Aşemez yiğit bir delikanlıdır. Ağlamasının nedeni babalarının akıbetinden habersiz ve onların intikamını alamamış olmasındandır. Aşemez durumu öğrenir öğrenmez yerinden fırlar ve babasını okuyla yayını alır, Yınıj’ın yurduna doğru yola koyulur. Haberciler Aşemez’den önce Yınıj’a ulaşırlar ve Aşemez’in intikam almak için Yınıjın ülkesine geldiğini bildirirler. Yınıj yolun kıyı yamacını tutarak kendi yurdunda, kendisine meydan okumaya gelen Aşemez’i karşılar ve onu aşağılayan, küçük gören sözler söyler. Kendisine zarar vermeye hangi cesaretle geldiğini sorar. Aşemez cevap bile vermeden Yınıj’ın başını keser ve atının terkisine bağlayıp yola koyulur. Yınıj’a giden haberciler bu kez Aşemez’in haberini annesine ulaştırırlar. Annesi buna inanamaz, ancak oğlunun cesedinin getirileceğini düşünür ve feryat ederek dışarıya fırlar. O anda Aşemez evine dönmüştür ve atın terkisine bağladığı Yınıj’ın kafasını annesinin önüne atar. Hikâye de böylece biter.

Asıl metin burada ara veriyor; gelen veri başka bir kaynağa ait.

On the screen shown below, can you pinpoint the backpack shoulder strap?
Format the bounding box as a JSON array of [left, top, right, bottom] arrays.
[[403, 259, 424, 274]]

Destanın genel özellikleri
Nart destanlarında Yınıj (Dev) düşmanı temsil eden başkarakterlerdendir. Yınıj güçlüdür; kendine özgü bir alanda yalnız başına yaşar. İnsan gibi konuşurlar. Kimse onun bölgesine izinsiz olarak giremez. Kimse onu yenemez. Yınıj’ın belirli bir portresi olmamakla birlikte adından da anlaşılacağı gibi dev cüsselidir. Yınıjlar yani düşmanlar Nartlara zarar verirler. Sonunda mutlaka Nartların en gençlerinden birisi çıkar halkının intikamını alır. Bu bazen üç kardeşten en küçüğüdür; en zoru başarır, halkına ve insanlara karşı devlerle, yılanlarla, düşmanla savaşır. Sonunda Nartlar düşmanı yener ve halkının intikamını alır. Nart destanlarının Nart kahramanları zaman zaman kendi aralarında husumetler olsa bile asla kendi halkıyla ve tanrıyla savaşmazlar. Onlar adeta iyilik savaşçılarıdır. Bu yönleriyle Nart destanları ve Aşemez dünya destanlarından ayrışırlar.
Nartlar tarım, hayvancılık ve bağ bahçe işleriyle uğraşırlar. Nart destanlarında mutlaka kadın figürü vardır. Özellikle Yunan destanlarında olduğu gibi cinsel ögelere ve ahlak dışı söylemlere pek rastlanmaz.
1 İspanya-Цыпэин (Tsıpeyin): Kelimenin orijinali etimolojik olarak Büyük Burun anlamına gelmektedir.
Xabze ile yapmak: Âdet olduğu için bir şeyi yapmak. Bu durumda kavga yapmak gerekmez.
Guşe: Belirgin bir anlamı olamayan, acıma, üzüntü bildiren durumlarda kullanılan ünlem kelime.
Mamrıse: Mısır unundan yapılan, ortası oyularak kızarmış tereyağı dökülen ve Çerkes peyniriyle birlikte yenen kaçamak.
Yınıj: Dev. Mitolojik kahraman, düşmanı temsil eder.